Não está em causa as boas relações (que devem sempre existir) entre Portugal e Angola ou a proximidade entre os povos e as economias. Está em causa, sim, um conjunto de valores que Portugal, enquanto Estado-membro da União Europeia, não pode abandonar. E entre eles está um combate sem tréguas à corrupção, à fraude fiscal e ao branqueamento de capitais — particularmente, se estiverem em causa representantes do poder político como alegados autores de tais ilícitos.

Infelizmente, não foi este o sinal dado pelo Presidente Marcelo, pelo primeiro-ministro António Costa e até pelo líder da oposição Rui Rio. Para manter boas relações com Estados amigos como Angola, não é preciso uma tremenda e “irritante” falta de espinha política por parte dos mais altos dignatários do Estado português. Ou melhor: deixarem que nos dobrem a espinha não pode ser uma hipótese em cima da mesa.

3. Mas João Lourenço, o homem que prometeu uma “cruzada contra a corrupção”, também não sai nada bem deste filme.

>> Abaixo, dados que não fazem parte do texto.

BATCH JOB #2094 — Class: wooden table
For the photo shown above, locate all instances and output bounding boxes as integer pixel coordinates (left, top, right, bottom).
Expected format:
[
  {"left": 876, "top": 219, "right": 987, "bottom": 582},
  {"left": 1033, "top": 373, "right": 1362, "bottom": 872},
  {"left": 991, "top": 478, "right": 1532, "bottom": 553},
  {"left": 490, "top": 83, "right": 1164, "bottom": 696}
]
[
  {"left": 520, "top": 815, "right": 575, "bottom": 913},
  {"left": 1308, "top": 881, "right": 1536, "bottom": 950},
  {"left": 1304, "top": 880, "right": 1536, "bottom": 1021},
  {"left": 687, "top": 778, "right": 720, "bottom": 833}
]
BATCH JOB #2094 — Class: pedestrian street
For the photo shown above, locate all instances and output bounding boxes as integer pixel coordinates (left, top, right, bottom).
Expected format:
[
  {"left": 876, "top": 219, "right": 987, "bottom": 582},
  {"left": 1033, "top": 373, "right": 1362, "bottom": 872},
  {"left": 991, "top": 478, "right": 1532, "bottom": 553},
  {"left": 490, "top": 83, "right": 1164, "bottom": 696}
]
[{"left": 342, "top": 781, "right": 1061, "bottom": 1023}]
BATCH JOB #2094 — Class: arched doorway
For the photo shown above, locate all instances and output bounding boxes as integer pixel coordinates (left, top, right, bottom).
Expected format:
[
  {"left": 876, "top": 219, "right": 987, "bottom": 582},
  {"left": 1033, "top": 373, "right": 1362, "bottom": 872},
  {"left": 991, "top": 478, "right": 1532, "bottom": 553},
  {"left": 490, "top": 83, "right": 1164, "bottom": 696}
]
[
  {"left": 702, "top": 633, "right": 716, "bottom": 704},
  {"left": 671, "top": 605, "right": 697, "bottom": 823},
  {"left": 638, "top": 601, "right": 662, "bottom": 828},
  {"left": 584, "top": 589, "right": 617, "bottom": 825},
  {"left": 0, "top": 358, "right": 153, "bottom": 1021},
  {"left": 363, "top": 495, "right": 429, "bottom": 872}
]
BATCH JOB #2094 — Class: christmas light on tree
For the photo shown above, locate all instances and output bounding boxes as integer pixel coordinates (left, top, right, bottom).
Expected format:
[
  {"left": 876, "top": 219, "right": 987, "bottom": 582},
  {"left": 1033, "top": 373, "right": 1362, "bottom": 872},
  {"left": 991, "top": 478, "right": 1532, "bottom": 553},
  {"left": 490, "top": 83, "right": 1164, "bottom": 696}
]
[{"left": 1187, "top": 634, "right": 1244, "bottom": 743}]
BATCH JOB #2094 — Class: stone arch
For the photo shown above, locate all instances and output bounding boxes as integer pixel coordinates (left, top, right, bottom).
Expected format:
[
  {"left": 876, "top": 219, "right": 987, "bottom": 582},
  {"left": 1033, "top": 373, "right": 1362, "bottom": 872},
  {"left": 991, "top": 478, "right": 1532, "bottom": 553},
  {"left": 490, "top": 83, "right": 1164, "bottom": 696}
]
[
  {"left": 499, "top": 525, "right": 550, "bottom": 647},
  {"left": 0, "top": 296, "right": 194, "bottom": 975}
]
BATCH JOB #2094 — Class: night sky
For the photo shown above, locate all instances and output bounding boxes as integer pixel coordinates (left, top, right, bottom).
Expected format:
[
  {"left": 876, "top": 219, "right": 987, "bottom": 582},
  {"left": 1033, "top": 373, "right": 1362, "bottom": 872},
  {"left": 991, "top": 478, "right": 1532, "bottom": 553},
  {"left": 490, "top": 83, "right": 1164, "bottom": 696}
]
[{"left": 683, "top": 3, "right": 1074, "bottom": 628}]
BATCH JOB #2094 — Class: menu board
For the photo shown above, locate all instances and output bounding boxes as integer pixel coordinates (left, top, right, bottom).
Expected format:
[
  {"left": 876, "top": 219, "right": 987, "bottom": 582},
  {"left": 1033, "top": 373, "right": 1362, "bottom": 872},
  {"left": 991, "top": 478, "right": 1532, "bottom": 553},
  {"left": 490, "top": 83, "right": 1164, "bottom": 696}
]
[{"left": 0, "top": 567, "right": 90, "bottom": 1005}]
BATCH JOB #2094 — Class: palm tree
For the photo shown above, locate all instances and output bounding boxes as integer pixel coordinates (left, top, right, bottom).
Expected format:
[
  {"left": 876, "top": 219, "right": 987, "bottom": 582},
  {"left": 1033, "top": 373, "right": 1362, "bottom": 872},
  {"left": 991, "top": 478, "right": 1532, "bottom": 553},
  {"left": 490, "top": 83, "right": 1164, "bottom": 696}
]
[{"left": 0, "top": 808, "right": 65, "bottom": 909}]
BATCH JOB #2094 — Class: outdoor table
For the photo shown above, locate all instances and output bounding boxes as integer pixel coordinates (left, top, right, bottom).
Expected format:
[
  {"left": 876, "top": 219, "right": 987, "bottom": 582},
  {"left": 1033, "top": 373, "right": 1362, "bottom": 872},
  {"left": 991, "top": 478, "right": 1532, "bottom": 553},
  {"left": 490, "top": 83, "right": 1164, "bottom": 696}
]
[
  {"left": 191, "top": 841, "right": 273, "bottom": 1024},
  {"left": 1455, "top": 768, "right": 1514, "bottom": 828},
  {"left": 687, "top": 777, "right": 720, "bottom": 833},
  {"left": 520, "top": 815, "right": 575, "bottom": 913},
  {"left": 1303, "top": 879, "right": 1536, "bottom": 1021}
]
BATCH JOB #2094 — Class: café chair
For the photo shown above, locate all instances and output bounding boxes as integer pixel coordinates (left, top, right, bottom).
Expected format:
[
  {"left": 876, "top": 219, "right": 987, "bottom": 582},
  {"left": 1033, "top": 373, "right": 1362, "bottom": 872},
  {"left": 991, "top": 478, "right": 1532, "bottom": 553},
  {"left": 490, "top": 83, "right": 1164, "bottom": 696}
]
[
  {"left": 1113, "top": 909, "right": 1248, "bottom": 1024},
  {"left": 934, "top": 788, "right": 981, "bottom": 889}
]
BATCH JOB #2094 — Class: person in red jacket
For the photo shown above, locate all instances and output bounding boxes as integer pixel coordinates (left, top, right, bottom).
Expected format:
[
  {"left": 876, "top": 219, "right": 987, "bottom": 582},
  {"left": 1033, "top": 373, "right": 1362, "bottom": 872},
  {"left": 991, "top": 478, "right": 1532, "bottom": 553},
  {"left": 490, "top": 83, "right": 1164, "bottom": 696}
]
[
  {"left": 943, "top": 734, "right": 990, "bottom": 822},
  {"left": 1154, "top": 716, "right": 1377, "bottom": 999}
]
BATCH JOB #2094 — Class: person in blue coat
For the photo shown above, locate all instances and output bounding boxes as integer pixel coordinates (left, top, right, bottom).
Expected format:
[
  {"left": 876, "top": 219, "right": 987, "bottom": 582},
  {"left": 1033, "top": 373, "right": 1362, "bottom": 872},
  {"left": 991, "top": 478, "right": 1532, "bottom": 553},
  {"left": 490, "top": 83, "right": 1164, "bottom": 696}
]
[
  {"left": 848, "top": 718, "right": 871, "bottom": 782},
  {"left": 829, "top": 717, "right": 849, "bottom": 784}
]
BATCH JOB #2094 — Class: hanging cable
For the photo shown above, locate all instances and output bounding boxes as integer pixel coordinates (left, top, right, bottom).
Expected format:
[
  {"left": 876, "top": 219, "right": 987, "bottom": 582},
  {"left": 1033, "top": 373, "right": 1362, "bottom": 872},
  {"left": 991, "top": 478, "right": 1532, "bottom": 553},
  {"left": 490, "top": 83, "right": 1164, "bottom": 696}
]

O novo presidente angolano resolveu dar a mão a um gestor que tinha caído em desgraça junto de José Eduardo dos Santos. Presidente da Sonangol entre 1999 e 2012, Vicente modernizou a empresa pública que gere os recursos petrolíferos do país, foi indigitado sucessor de Eduardo dos Santos como vice-presidente de Angola em 2012 mas acabou por perder influência junto do clã Dos Santos. Detentor de muitos segredossobre a indústria petrolífera angolana, foi com surpresa que se soube em Portugal que Manuel Vicente terá feito parte da comitiva que João Lourenço levou em janeiro para Davos para o Fórum Económico Mundial — e onde António Costa promoveu um encontro com Lourenço.

Tudo seria normal se João Lourenço tivesse seguido o rumo de José Eduardo dos Santos — o que não aconteceu. Em nome da tal “cruzada contra a corrupção”, demitiu os filhos do seu antecessor das posições-chave que ocupavam na economia angolana, afastou do seu inner circlegenerais como Kopelipa e Dino que representam a promiscuidade entre o Estado e o setor privado e passou a defender mais transparência para a vida pública angolana.

Este homem, contudo, é o mesmo que utilizou todos os instrumentos diplomáticos ao seu dispôr para promover o arquivamento de suspeitas graves de corrupção, fraude fiscal e branqueamento de capitais imputadas a Manuel Vicente. É que, não tenhamos dúvidas, as suspeitas contra Vicente vão ser arquivadas em Angola pouco tempo depois de ‘aterrarem’ em Luanda.

Porquê? Porque a existência de uma aministia de todos os crimes económicos que são imputados a Vicente impede que a ação penal seja prosseguida contra o ex-presidente da Sonangol. E sim, caro leitor, leu bem: o ex-presidente José Eduardo dos Santos aprovou uma amnistia geral dos crimes de corrupção, fraude fiscal, branqueamento de capitais e de outro tipos de crimes com a exceção dos crimes de sangue.

Que credibilidade terá, a partir do mais do que provável arquivamento do caso Manuel Vicente em Angola, a “cruzada contra a corrupção” de João Lourenço? Não será esse um indício forte de que em Angola apenas está em causa a substituição de uma clique por outra? O futuro dirá.